Saturday, August 29, 2015

(Not So) Teenage Calculators

Hey guys, it's me again. I hope the weekend has treated you well.

Today has been an interesting day...or semi-interesting, depending on how you look at it. I spent the night at my friends' apartment...but let's be real, when do I not?

Anyway, we woke up, cleaned house, made waffles, and went downtown for the day. It was fun, but pretty soon we had to come back to jump back into homework (which is, according to popular belief not as fun as everyone wants it to be). Homework seems to take over a lot of everything these days, even on the second weekend in school.

But we powered through, and when I say "powered through", I mean, we were barely hanging on by the end of it.

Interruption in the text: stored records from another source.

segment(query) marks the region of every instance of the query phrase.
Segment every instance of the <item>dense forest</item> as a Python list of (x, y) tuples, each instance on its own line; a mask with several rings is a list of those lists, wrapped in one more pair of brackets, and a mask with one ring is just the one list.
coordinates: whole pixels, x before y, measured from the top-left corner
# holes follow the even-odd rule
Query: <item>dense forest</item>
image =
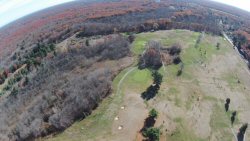
[[(210, 1), (105, 0), (71, 2), (19, 19), (0, 29), (0, 140), (32, 140), (89, 115), (111, 93), (111, 82), (124, 67), (101, 64), (128, 57), (133, 33), (226, 33), (250, 60), (249, 17)], [(85, 43), (58, 53), (55, 45), (73, 35)], [(101, 35), (107, 35), (103, 42), (89, 43)], [(148, 44), (157, 47), (140, 56), (139, 65), (159, 68), (161, 45)], [(181, 63), (179, 45), (161, 51), (172, 56), (171, 63)]]

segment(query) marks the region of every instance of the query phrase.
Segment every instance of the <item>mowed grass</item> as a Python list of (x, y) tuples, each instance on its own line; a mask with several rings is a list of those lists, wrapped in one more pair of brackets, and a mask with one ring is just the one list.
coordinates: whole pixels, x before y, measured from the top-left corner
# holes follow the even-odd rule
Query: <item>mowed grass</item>
[[(129, 69), (123, 70), (117, 75), (112, 83), (113, 94), (105, 98), (94, 110), (91, 115), (82, 121), (76, 121), (71, 127), (64, 132), (48, 138), (48, 141), (84, 141), (84, 140), (98, 140), (96, 137), (111, 136), (111, 127), (115, 116), (117, 115), (120, 106), (123, 102), (124, 88), (117, 91), (117, 86), (123, 76)], [(126, 79), (125, 79), (126, 80)], [(124, 81), (125, 81), (124, 80)], [(123, 85), (123, 84), (121, 84)], [(108, 130), (107, 130), (108, 129)]]
[[(214, 37), (207, 34), (205, 34), (205, 37), (201, 41), (198, 48), (194, 48), (195, 42), (200, 34), (201, 33), (187, 30), (140, 33), (136, 34), (136, 39), (133, 42), (133, 47), (131, 49), (131, 51), (135, 54), (135, 57), (137, 57), (144, 51), (146, 43), (150, 40), (160, 41), (164, 47), (170, 47), (175, 43), (181, 44), (183, 49), (180, 56), (184, 62), (183, 73), (179, 77), (176, 76), (180, 67), (179, 65), (168, 65), (165, 69), (163, 67), (160, 68), (159, 72), (164, 76), (162, 85), (167, 85), (171, 88), (167, 91), (167, 93), (160, 90), (158, 96), (164, 97), (164, 95), (169, 94), (166, 98), (162, 99), (173, 101), (176, 107), (183, 107), (187, 110), (190, 109), (193, 100), (190, 100), (191, 103), (183, 104), (183, 101), (181, 100), (182, 95), (179, 91), (180, 86), (176, 85), (175, 82), (177, 80), (188, 80), (191, 83), (198, 84), (194, 79), (195, 67), (200, 65), (201, 62), (209, 62), (213, 55), (223, 55), (228, 48), (228, 43), (222, 37)], [(221, 44), (219, 50), (216, 49), (217, 42), (220, 42)], [(48, 140), (109, 140), (109, 137), (111, 136), (112, 124), (120, 106), (122, 105), (125, 91), (133, 91), (137, 94), (141, 94), (152, 83), (152, 76), (149, 70), (135, 69), (127, 75), (121, 84), (121, 91), (117, 93), (117, 85), (127, 71), (129, 71), (129, 69), (125, 69), (116, 76), (112, 84), (113, 94), (105, 98), (90, 116), (82, 121), (75, 122), (67, 130), (53, 138), (49, 138)], [(215, 117), (214, 122), (219, 122), (221, 117), (225, 116), (219, 114), (218, 117)], [(175, 122), (177, 123), (177, 129), (174, 135), (168, 136), (169, 141), (205, 141), (198, 138), (197, 135), (189, 129), (185, 120), (182, 118), (175, 120)], [(214, 126), (214, 129), (217, 128), (214, 123), (211, 123), (211, 125)]]
[(173, 119), (176, 123), (177, 128), (175, 131), (167, 136), (167, 140), (170, 141), (207, 141), (207, 139), (201, 139), (197, 137), (190, 129), (185, 120), (181, 117)]
[[(125, 77), (118, 92), (120, 80), (130, 69), (125, 69), (113, 81), (113, 94), (105, 98), (98, 108), (82, 121), (75, 122), (63, 133), (56, 135), (48, 141), (79, 141), (79, 140), (109, 140), (111, 137), (112, 123), (122, 106), (125, 90), (143, 92), (152, 82), (151, 72), (147, 69), (135, 69)], [(139, 93), (140, 94), (140, 93)], [(98, 137), (98, 138), (97, 138)]]
[[(230, 131), (230, 114), (231, 112), (225, 113), (223, 109), (224, 104), (214, 104), (213, 113), (211, 115), (210, 127), (213, 130), (216, 140), (232, 140), (233, 135)], [(237, 120), (237, 119), (236, 119)], [(238, 122), (238, 121), (237, 121)]]

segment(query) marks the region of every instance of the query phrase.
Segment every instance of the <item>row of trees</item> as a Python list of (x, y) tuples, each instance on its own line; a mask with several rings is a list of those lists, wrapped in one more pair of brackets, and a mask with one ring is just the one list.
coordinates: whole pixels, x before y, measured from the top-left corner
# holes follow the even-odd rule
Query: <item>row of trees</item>
[(159, 141), (160, 139), (160, 129), (154, 127), (157, 117), (158, 112), (155, 109), (150, 110), (141, 129), (142, 135), (150, 141)]

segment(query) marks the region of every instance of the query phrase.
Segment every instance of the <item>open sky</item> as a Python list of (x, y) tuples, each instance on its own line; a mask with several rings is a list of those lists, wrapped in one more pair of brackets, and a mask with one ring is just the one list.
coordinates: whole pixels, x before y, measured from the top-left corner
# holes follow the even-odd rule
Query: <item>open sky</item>
[[(30, 13), (74, 0), (0, 0), (0, 27)], [(91, 1), (91, 0), (90, 0)], [(214, 0), (250, 12), (250, 0)]]

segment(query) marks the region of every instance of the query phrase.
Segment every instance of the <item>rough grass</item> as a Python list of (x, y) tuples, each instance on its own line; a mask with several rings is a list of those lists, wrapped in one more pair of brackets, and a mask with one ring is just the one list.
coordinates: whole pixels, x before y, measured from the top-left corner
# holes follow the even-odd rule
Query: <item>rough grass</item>
[(225, 110), (220, 105), (214, 105), (210, 127), (212, 128), (217, 140), (229, 141), (233, 138), (233, 135), (230, 132), (230, 117), (228, 115), (230, 112), (225, 113)]
[(97, 135), (108, 137), (111, 131), (107, 129), (111, 129), (124, 96), (124, 88), (121, 88), (121, 92), (117, 93), (117, 85), (128, 70), (125, 69), (116, 76), (112, 84), (113, 94), (105, 98), (90, 116), (82, 121), (75, 122), (63, 133), (49, 138), (48, 141), (98, 140), (96, 139)]
[(177, 124), (177, 128), (171, 135), (167, 135), (167, 140), (169, 141), (206, 141), (197, 137), (192, 130), (187, 126), (185, 120), (181, 117), (173, 119)]
[[(163, 74), (162, 86), (168, 87), (167, 91), (160, 90), (157, 95), (159, 100), (167, 100), (174, 103), (178, 108), (189, 110), (196, 97), (189, 95), (187, 101), (182, 100), (181, 80), (191, 83), (190, 87), (199, 86), (199, 81), (194, 78), (195, 68), (202, 63), (208, 63), (214, 55), (223, 55), (229, 49), (229, 43), (222, 37), (214, 37), (205, 34), (198, 48), (195, 48), (195, 42), (201, 33), (191, 32), (187, 30), (170, 30), (159, 32), (140, 33), (136, 35), (131, 51), (137, 56), (144, 51), (145, 44), (150, 40), (160, 41), (165, 47), (170, 47), (172, 44), (180, 43), (183, 47), (181, 59), (184, 62), (184, 70), (181, 76), (177, 77), (179, 65), (168, 65), (165, 70), (160, 68), (159, 72)], [(217, 42), (220, 42), (221, 47), (216, 49)], [(206, 52), (206, 53), (205, 53)], [(98, 140), (96, 137), (108, 140), (111, 136), (111, 126), (116, 113), (123, 101), (124, 91), (131, 90), (133, 92), (142, 93), (152, 83), (151, 72), (147, 69), (132, 71), (124, 80), (121, 86), (121, 93), (117, 92), (117, 84), (128, 69), (122, 71), (113, 81), (113, 95), (106, 98), (99, 107), (86, 119), (78, 121), (68, 128), (65, 132), (51, 138), (51, 141), (75, 141), (75, 140)], [(189, 82), (190, 81), (190, 82)], [(228, 79), (228, 82), (234, 80)], [(203, 100), (217, 103), (218, 100), (212, 96), (203, 96)], [(148, 103), (146, 103), (148, 104)], [(150, 105), (148, 107), (151, 107)], [(211, 116), (210, 126), (218, 140), (231, 140), (232, 136), (228, 133), (227, 125), (230, 121), (230, 112), (225, 114), (222, 108), (215, 105)], [(236, 122), (238, 119), (236, 119)], [(173, 134), (167, 134), (168, 141), (206, 141), (209, 139), (201, 139), (195, 135), (194, 131), (187, 126), (187, 121), (179, 117), (173, 119), (177, 128)], [(226, 136), (228, 135), (228, 136)]]

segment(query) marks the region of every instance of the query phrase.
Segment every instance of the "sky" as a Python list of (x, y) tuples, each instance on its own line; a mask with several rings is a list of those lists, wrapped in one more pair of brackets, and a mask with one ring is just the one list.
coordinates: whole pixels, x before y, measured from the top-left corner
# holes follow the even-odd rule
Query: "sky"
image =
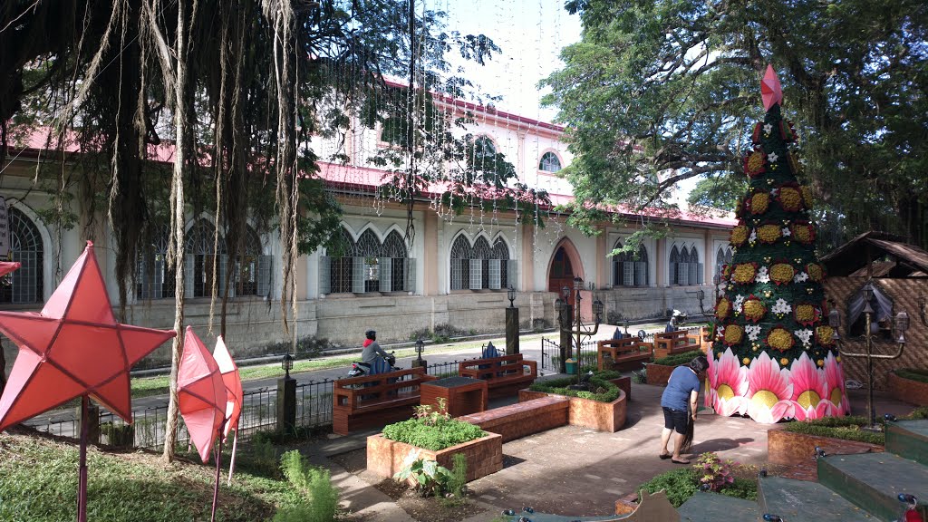
[(448, 13), (448, 30), (483, 33), (502, 48), (485, 66), (463, 62), (465, 76), (481, 91), (501, 96), (497, 110), (551, 122), (557, 110), (541, 108), (539, 81), (563, 63), (561, 49), (580, 40), (580, 17), (563, 8), (563, 0), (422, 0), (426, 8)]

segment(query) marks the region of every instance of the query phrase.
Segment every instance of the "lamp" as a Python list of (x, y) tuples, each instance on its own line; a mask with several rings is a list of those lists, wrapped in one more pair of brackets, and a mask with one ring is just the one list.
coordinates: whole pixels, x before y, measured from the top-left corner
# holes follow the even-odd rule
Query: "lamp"
[(418, 357), (416, 361), (419, 363), (419, 366), (422, 365), (422, 350), (424, 349), (425, 349), (425, 341), (423, 341), (422, 338), (419, 337), (419, 339), (416, 340), (416, 355)]
[(290, 355), (290, 352), (284, 354), (284, 359), (280, 361), (280, 368), (284, 371), (284, 378), (290, 379), (290, 371), (293, 370), (293, 356)]
[(841, 340), (841, 336), (838, 334), (838, 329), (841, 328), (841, 314), (838, 310), (832, 309), (828, 313), (828, 325), (834, 330), (834, 333), (831, 334), (831, 339), (834, 340), (835, 345), (838, 346), (838, 350), (842, 357), (849, 358), (861, 358), (867, 359), (867, 381), (868, 381), (868, 390), (867, 390), (867, 418), (870, 422), (871, 427), (876, 427), (876, 419), (873, 416), (873, 359), (898, 359), (902, 355), (902, 351), (906, 348), (906, 331), (909, 330), (909, 314), (902, 311), (896, 315), (896, 319), (893, 320), (893, 325), (898, 337), (896, 339), (896, 351), (894, 354), (874, 354), (873, 353), (873, 332), (870, 331), (870, 325), (872, 323), (873, 308), (870, 307), (870, 302), (873, 298), (873, 284), (872, 281), (868, 281), (863, 289), (864, 296), (864, 346), (865, 351), (863, 352), (848, 352), (843, 349), (844, 343)]
[(580, 317), (580, 301), (583, 300), (582, 292), (584, 291), (584, 281), (583, 279), (579, 277), (574, 278), (574, 318), (573, 320), (564, 317), (563, 310), (567, 308), (570, 303), (571, 289), (568, 287), (563, 287), (561, 292), (563, 294), (563, 299), (558, 298), (554, 301), (554, 308), (558, 310), (559, 316), (565, 320), (561, 322), (561, 331), (563, 333), (568, 333), (571, 335), (576, 335), (576, 339), (573, 342), (576, 343), (577, 346), (577, 385), (581, 385), (581, 355), (580, 355), (580, 339), (581, 337), (596, 335), (597, 332), (599, 331), (599, 323), (602, 321), (602, 310), (604, 308), (602, 301), (599, 299), (593, 300), (593, 315), (595, 316), (595, 322), (592, 327), (589, 325), (584, 325), (583, 320)]

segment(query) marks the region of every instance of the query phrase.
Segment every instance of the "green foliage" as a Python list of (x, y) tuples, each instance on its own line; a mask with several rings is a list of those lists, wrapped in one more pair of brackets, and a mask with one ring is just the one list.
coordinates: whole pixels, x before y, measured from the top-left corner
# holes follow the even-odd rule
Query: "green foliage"
[(296, 506), (281, 510), (275, 522), (329, 522), (339, 506), (339, 490), (329, 470), (316, 467), (295, 450), (280, 457), (280, 470), (287, 480), (306, 498)]
[(726, 189), (743, 179), (745, 137), (762, 111), (758, 81), (772, 61), (784, 107), (810, 137), (802, 180), (824, 205), (817, 215), (828, 227), (818, 236), (823, 251), (871, 228), (928, 244), (921, 137), (928, 99), (914, 94), (928, 72), (923, 2), (565, 7), (579, 14), (582, 39), (562, 50), (563, 68), (542, 85), (552, 89), (545, 102), (572, 131), (575, 157), (565, 171), (576, 187), (574, 221), (602, 217), (586, 203), (672, 209), (660, 198), (688, 177), (710, 180), (697, 202), (729, 201)]
[(649, 493), (656, 493), (664, 489), (670, 503), (674, 507), (680, 507), (683, 502), (699, 490), (699, 480), (694, 468), (684, 467), (658, 475), (638, 486), (638, 490), (641, 489)]
[(416, 417), (387, 424), (383, 427), (383, 437), (417, 448), (438, 450), (486, 435), (477, 425), (452, 419), (443, 402), (439, 407), (437, 411), (429, 405), (417, 407)]
[(783, 427), (783, 430), (884, 445), (886, 443), (886, 436), (883, 432), (861, 429), (862, 426), (866, 426), (868, 422), (865, 417), (825, 417), (811, 421), (790, 423)]
[[(214, 468), (181, 460), (171, 466), (147, 452), (87, 451), (88, 513), (93, 520), (181, 522), (208, 520)], [(199, 457), (197, 457), (199, 461)], [(50, 439), (0, 434), (0, 520), (74, 520), (78, 449)], [(267, 520), (298, 501), (285, 482), (237, 470), (223, 485), (216, 519)]]
[(896, 375), (902, 377), (903, 379), (918, 381), (920, 383), (928, 383), (928, 370), (922, 370), (920, 368), (900, 368), (894, 372)]
[(687, 364), (697, 357), (702, 355), (702, 352), (699, 350), (692, 350), (685, 352), (682, 354), (670, 355), (654, 361), (654, 364), (660, 364), (663, 366), (679, 366), (681, 364)]
[(700, 486), (711, 491), (719, 491), (734, 484), (735, 477), (731, 475), (732, 463), (730, 460), (723, 461), (712, 451), (700, 455), (693, 466)]
[(467, 496), (467, 456), (464, 453), (455, 453), (447, 488), (448, 492), (456, 498), (463, 499)]
[(439, 465), (436, 461), (419, 458), (419, 450), (409, 451), (403, 461), (403, 467), (393, 475), (393, 479), (406, 482), (412, 478), (416, 489), (422, 496), (441, 495), (448, 488), (451, 470)]
[(610, 383), (609, 380), (603, 378), (601, 374), (594, 373), (590, 376), (590, 389), (593, 391), (572, 390), (568, 388), (571, 385), (575, 385), (576, 382), (576, 378), (574, 377), (535, 381), (531, 386), (529, 386), (529, 389), (532, 391), (553, 393), (566, 397), (588, 398), (599, 402), (612, 402), (619, 398), (619, 392), (622, 391), (619, 389), (619, 386)]

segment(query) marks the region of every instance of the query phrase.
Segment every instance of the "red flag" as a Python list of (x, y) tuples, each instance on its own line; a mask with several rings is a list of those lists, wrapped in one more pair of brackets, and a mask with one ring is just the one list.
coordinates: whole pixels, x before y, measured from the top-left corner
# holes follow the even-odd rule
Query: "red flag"
[(764, 98), (765, 111), (769, 111), (775, 103), (783, 100), (783, 88), (780, 85), (780, 78), (770, 64), (767, 64), (764, 79), (760, 81), (760, 94)]
[(131, 423), (129, 370), (174, 336), (116, 322), (90, 241), (42, 312), (0, 312), (0, 332), (19, 346), (0, 431), (84, 395)]
[(226, 385), (215, 359), (189, 326), (177, 371), (177, 400), (190, 440), (207, 463), (226, 420)]
[(223, 336), (216, 337), (216, 347), (213, 350), (213, 359), (216, 359), (219, 366), (219, 372), (223, 375), (223, 384), (226, 385), (226, 431), (224, 435), (228, 437), (229, 431), (238, 429), (238, 417), (241, 415), (241, 377), (238, 376), (238, 367), (236, 366)]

So after some sushi and shenanigans, the evening is coming to a close with a bit of dancing and a lot of letting go of stress that's been building up inside.

As I've grown older, I've come to find that weekends aren't always the reset button on stress. In fact, the weekend sometimes feels even more stressful-the next week's to-do list starts to settle into your brain, fluffing the pillows and settling down for a stay. Last week's mistakes and unfinished projects still linger, and on top of it all, there's always the desire to let it all go and do something that doesn't require as much brainpower. It's like there's no real break.

And for me, it can be even worse than that sometimes. I get so anxious about perfecting every detail, about making everything right-in my life and on the paper-that I become useless. Useless because, while I'm supposed to be focusing on the electric field between two charges, I'm focusing on what topics I should cover in my tutoring session, what I need to buy at the store for food the upcoming week, what I'm going to do if I end up alone, living with twenty three cats in a few years. And then the charges start jumbling across the page and I'm left wondering if I'm even meant to be an engineer at all.

Thus the life of a college student, or this college student at least. Plus too much junk food (I'm trying to be good, guys).

College has left me wondering what makes for an interesting life...what do people do to balance work and school and living? It can be impossible...but I'm taking it one day at a time. I'm almost past the teenage years, and I feel that sense of fun and freedom slipping away. It feels like there are fewer and fewer nights left staying out til 2 AM, watching movies all night, eating popcorn and cookie dough and whatever else we're craving.

I don't want that time to disappear, but it's becoming harder and harder to fit those nights into a schedule. But again, it's a one day at a time kind of thing.

I love you guys, and while I've been super stressed, I have been trying to get on and post. So I'll try as long as I can, you teenage calculators. Stay numerically accurate.